In my experiences as soon as they identify us as human they will stop and then move away with their young. Never, in more than 50 sightings have I ever been charged.
During the severe snow of January 2010, with a friend I tracked down a sounder of between eight and 10 wild boar. We were off the main path and it was very hard getting around with the amount of snow. We spotted them rooting under a group of trees after about 10 minutes of searching, so we decided to get as close as possible. With my video camera I moved to within 10 metres before one of them spotted us.
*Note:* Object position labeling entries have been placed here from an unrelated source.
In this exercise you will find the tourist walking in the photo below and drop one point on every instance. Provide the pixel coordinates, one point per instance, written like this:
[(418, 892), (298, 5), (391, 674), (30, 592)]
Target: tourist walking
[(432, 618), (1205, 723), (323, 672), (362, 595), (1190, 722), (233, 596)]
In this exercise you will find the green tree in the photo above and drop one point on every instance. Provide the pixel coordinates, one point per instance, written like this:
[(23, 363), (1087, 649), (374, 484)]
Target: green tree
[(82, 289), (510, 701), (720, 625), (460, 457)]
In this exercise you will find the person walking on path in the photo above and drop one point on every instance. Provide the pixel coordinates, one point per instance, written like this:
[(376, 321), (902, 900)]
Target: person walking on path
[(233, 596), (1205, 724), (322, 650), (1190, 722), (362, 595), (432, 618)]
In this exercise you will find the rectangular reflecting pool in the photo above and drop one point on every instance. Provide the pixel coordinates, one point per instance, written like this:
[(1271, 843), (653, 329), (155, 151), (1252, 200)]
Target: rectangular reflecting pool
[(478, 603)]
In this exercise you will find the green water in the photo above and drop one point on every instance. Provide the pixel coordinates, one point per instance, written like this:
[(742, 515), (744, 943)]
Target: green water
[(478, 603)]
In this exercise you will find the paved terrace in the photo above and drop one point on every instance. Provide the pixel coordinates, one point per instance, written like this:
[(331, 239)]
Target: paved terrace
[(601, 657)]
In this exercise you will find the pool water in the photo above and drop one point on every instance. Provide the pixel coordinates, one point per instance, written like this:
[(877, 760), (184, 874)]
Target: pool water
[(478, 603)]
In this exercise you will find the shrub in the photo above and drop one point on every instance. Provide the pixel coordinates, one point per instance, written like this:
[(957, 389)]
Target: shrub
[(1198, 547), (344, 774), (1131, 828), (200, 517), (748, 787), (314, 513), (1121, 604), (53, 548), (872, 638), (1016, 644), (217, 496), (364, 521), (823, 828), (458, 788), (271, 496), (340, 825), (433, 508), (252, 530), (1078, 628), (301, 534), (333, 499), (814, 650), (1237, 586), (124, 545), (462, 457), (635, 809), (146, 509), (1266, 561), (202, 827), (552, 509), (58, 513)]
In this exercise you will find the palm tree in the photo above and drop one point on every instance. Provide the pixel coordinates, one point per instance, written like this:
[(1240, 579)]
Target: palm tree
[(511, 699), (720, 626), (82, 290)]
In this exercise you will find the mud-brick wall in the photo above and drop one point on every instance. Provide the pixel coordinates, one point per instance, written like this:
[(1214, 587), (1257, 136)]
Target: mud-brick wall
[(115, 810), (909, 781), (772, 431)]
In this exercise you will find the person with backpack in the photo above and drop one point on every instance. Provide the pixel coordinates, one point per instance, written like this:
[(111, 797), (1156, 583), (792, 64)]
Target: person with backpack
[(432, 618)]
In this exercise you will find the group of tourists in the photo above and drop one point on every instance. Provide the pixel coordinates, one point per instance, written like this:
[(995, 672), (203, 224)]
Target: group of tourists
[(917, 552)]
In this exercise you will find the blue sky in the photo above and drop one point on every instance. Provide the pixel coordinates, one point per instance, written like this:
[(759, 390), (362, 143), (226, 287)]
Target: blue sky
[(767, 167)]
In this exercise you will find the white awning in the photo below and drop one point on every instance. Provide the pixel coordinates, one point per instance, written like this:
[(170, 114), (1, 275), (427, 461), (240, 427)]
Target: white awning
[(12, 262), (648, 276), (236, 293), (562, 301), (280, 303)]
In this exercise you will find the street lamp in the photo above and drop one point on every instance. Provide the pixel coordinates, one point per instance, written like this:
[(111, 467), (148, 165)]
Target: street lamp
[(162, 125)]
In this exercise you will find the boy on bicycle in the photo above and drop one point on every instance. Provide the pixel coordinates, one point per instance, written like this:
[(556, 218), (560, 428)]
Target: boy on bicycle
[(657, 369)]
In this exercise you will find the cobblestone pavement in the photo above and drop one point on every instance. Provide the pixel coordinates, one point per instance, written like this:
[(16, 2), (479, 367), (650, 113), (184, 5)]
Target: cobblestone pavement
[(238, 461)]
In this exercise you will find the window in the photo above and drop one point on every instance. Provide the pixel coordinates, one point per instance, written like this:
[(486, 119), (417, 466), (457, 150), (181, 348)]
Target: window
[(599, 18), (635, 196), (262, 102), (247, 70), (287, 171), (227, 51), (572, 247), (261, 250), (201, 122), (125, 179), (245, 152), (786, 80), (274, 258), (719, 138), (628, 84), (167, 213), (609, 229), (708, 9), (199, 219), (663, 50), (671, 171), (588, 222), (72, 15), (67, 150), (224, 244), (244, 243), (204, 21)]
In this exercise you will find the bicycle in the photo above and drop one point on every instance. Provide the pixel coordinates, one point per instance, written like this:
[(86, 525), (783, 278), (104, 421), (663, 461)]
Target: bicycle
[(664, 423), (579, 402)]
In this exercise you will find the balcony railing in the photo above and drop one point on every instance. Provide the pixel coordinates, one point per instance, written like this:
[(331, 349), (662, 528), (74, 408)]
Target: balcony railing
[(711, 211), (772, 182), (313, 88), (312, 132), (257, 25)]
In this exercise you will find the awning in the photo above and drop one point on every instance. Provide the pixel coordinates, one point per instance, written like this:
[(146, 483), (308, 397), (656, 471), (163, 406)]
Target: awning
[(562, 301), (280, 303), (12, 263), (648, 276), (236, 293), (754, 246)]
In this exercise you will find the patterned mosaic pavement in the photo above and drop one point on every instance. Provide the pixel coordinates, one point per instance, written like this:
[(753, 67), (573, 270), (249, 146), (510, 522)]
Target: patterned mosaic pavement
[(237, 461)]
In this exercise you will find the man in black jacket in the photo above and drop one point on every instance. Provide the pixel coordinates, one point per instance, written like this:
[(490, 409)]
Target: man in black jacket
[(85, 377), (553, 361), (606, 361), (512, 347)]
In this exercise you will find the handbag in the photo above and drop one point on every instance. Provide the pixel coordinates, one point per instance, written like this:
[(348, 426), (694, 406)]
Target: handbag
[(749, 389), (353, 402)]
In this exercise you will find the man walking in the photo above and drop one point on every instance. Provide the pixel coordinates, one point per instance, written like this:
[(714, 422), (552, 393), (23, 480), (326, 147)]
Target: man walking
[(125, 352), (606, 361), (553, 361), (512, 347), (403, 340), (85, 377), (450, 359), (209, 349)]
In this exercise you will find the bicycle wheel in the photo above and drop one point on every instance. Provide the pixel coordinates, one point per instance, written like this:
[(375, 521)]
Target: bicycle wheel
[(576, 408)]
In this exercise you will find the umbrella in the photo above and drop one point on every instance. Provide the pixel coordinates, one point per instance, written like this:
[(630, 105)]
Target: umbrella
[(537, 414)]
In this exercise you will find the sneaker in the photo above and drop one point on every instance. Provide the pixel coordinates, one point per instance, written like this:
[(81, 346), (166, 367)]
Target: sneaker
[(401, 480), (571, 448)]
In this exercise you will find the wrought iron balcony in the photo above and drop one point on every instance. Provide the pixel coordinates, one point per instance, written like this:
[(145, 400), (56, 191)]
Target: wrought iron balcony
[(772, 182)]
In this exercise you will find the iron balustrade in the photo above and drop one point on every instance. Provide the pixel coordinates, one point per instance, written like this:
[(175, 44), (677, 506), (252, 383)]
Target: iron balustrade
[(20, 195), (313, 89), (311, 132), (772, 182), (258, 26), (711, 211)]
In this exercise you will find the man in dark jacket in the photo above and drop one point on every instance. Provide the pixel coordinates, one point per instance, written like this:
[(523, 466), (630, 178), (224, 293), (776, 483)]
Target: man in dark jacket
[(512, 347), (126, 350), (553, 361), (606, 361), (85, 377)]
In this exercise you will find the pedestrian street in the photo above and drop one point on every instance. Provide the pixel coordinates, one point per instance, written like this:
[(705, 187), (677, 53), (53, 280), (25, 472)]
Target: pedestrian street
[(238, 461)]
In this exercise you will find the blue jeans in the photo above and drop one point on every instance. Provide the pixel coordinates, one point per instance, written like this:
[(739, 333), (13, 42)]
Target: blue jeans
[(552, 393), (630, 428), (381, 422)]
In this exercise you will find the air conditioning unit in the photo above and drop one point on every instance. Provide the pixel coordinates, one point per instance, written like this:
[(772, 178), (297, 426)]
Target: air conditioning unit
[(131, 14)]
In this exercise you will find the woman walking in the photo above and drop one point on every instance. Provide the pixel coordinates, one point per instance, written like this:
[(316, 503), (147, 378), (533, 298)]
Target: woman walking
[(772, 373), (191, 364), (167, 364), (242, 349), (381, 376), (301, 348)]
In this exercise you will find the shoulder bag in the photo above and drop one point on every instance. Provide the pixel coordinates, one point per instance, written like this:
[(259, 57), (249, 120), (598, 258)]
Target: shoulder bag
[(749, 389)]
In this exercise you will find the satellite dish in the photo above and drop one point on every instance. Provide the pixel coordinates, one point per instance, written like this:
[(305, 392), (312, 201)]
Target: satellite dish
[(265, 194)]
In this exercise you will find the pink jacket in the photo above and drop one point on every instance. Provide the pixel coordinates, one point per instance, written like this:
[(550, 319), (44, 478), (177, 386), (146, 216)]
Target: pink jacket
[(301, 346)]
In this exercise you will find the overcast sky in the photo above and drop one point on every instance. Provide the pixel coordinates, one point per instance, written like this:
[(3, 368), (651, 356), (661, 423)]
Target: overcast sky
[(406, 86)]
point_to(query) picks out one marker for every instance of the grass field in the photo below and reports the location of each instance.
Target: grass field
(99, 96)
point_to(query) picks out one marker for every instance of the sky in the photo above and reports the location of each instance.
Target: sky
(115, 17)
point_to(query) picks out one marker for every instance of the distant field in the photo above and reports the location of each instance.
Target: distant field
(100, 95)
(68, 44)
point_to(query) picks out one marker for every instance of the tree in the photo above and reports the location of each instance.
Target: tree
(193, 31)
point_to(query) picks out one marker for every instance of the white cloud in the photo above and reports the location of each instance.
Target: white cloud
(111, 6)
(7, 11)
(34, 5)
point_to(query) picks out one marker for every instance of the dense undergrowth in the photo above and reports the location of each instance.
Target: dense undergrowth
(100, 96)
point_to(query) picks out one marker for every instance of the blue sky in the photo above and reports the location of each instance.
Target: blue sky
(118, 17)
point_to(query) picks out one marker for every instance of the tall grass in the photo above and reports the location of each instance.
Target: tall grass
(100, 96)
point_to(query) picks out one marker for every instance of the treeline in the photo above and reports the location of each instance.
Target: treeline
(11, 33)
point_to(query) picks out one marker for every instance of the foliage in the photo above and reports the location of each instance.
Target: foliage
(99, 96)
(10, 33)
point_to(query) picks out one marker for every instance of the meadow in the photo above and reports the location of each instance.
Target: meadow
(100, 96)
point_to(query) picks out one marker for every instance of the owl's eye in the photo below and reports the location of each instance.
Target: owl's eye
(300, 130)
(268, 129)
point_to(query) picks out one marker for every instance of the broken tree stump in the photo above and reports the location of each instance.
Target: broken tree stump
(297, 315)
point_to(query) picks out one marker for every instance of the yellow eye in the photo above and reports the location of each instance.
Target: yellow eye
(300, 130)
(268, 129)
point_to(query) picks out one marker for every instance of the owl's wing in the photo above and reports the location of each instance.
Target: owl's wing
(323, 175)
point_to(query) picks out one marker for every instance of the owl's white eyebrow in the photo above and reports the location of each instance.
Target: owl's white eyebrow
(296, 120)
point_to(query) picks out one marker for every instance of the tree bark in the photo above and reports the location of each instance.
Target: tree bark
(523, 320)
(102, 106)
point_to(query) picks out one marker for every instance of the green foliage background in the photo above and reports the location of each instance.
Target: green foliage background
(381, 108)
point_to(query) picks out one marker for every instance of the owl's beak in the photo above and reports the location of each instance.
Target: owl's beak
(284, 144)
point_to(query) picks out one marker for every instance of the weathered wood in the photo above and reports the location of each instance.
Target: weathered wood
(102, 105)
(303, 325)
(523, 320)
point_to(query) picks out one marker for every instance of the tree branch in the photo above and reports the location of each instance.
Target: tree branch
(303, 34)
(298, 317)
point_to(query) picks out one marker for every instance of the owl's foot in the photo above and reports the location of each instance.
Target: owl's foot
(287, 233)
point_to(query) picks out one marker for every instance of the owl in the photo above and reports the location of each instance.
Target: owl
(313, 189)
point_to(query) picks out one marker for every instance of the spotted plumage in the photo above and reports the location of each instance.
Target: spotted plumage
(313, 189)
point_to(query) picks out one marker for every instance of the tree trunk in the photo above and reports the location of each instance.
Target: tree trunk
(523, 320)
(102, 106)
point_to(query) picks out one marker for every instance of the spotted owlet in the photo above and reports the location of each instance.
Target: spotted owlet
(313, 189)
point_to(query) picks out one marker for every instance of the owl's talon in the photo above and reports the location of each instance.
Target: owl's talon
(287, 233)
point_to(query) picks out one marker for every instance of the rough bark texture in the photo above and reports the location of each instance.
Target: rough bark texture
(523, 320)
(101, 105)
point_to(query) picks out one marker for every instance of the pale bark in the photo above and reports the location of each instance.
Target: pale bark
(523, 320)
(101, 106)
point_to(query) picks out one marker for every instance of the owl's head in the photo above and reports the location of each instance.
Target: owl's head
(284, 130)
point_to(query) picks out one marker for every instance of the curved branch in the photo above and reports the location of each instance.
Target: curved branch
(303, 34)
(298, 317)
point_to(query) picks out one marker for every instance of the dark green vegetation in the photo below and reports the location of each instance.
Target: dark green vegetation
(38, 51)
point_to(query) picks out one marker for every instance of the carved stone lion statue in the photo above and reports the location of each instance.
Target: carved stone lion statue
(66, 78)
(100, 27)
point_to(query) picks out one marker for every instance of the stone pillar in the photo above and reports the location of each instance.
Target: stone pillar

Within seconds of seeing us they ran about three metres and then stopped, looked back and ran again, this time disappearing.
If you have a dog with you, then it is a different ball game. They don’t see a domesticated friendly dog, they see either a hunting dog or a wolf. Their natural instinct has taught them not to run from these animals but to stand and fight to protect themselves and their young. They are very good at it too.
Will an unprovoked wild boar charge and attack a human? Yes, I believe it is possible as they are wild animals and anything is possible, but looking at statistics from around the globe, it is extremely rare.
Hunters from other European countries have maimed wild boar with a poor shot and subsequently been attacked, sometimes even killed. However, this is a different scenario as the boar becomes a wounded animal which is capable of defending itself, so an attack is inevitable in these circumstances.
Can we co-exist with the wild boar in the Forest of Dean in the 21st century? No, probably not as history has a habit of repeating itself. Its only a matter of time before the wild boar are once again extinct from our forests and just a memory. Not hunted to extinction like they were in the 17th century, not chosen by nature, but eradicated through our intolerance of change and our inability to learn and adjust.